だが、ロザリアやデイモンとの関係、それに慣れない伯爵夫人としての生活が思いの外ストレスになっていたようで最近は眠れない日が続いていた。
そんなときに良く眠れるからと邸のメイドに蜂蜜酒を渡されたのをきっかけに毎晩飲むようになった。

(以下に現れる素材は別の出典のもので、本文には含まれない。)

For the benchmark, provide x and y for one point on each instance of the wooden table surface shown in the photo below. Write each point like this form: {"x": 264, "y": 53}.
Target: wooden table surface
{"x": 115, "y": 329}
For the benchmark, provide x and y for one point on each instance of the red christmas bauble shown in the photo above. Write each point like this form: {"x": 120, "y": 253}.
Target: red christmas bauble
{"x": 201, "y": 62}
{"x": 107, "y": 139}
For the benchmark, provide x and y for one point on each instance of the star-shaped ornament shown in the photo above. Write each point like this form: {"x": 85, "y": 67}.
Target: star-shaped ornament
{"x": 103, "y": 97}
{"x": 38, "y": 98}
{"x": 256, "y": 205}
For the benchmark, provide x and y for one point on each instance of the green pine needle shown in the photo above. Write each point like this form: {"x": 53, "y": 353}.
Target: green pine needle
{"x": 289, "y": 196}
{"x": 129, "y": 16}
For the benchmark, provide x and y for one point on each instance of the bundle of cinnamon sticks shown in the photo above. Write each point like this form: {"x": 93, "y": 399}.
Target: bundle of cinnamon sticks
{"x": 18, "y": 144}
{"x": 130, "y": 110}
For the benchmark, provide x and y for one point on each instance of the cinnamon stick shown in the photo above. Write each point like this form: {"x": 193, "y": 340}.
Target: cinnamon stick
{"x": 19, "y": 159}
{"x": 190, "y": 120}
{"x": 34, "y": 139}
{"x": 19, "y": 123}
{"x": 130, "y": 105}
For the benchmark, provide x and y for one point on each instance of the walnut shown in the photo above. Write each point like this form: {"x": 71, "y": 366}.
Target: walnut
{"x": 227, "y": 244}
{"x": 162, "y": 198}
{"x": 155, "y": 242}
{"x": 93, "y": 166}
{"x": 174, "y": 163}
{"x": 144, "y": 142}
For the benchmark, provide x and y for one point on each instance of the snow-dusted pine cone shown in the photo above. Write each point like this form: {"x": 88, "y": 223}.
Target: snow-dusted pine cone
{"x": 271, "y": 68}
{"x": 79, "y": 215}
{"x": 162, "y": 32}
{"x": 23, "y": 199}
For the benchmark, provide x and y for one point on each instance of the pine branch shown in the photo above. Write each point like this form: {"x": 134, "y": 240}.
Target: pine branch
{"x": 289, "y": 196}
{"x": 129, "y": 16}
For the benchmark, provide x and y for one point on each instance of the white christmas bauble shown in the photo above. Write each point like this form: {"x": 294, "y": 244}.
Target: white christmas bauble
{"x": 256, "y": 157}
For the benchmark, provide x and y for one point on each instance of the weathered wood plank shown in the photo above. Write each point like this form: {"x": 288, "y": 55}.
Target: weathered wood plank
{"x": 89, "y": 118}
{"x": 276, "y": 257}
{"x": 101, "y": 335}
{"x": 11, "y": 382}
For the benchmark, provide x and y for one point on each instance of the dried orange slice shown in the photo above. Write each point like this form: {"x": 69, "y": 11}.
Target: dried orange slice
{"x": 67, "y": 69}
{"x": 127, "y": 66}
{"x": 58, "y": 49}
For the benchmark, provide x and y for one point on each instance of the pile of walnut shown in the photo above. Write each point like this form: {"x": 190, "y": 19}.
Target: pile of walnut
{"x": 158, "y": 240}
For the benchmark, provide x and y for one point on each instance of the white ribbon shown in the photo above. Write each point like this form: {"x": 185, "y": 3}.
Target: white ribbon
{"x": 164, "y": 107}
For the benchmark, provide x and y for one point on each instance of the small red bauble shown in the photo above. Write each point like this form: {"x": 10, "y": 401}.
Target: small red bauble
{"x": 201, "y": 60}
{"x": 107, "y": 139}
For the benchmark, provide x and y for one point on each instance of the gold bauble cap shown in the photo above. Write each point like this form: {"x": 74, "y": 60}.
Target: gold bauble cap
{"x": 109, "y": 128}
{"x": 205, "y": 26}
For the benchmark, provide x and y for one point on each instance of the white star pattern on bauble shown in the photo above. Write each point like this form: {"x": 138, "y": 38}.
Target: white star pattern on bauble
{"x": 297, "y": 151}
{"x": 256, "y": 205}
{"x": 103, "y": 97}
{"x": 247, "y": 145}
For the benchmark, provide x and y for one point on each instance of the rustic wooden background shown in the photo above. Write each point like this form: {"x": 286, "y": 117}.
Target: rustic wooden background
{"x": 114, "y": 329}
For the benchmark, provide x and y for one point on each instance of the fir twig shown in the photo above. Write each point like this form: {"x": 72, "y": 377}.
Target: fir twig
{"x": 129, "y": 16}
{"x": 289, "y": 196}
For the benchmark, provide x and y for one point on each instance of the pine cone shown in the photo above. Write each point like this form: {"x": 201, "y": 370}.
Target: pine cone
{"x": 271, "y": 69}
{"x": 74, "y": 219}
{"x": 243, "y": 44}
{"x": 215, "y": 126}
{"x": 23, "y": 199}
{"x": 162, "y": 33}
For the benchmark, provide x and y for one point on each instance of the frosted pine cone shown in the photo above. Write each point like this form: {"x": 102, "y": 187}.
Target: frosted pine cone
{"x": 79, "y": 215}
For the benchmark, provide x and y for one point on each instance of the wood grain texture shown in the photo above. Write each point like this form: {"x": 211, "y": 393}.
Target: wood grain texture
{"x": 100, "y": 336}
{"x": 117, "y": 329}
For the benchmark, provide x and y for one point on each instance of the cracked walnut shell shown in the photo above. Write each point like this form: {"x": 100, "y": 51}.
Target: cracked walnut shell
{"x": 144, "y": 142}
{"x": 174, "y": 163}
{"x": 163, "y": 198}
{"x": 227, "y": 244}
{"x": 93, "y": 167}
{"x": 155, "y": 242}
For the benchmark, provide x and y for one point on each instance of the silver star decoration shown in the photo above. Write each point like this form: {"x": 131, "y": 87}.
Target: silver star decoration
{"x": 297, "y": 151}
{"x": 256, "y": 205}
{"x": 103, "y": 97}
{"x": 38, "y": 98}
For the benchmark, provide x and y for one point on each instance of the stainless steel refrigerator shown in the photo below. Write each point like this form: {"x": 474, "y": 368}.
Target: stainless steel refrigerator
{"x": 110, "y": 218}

蜂蜜酒は口当たりが良く、アーティアが苦手とする不快感も頭痛も起きなかった。それどころか蜂蜜酒を飲むと不思議と嫌なことや不安な事をすっかり忘れて眠る事ができるのだ。
そんなアーティアをアンは心配し少し控えるように言ったが、アーティアはもうお酒なしでは眠ることが難しい状態になっていた。
(お酒が無いと眠れない、とはさすがに言えない。)
そんなアーティアの言葉を信じたのか、疑っているのか。
デイモンは「そうか……」と一言呟くと「もう寝るぞ」と言って目を閉じた。
デイモンはアーティアが朝目覚めるまで手を繋いでくれていた。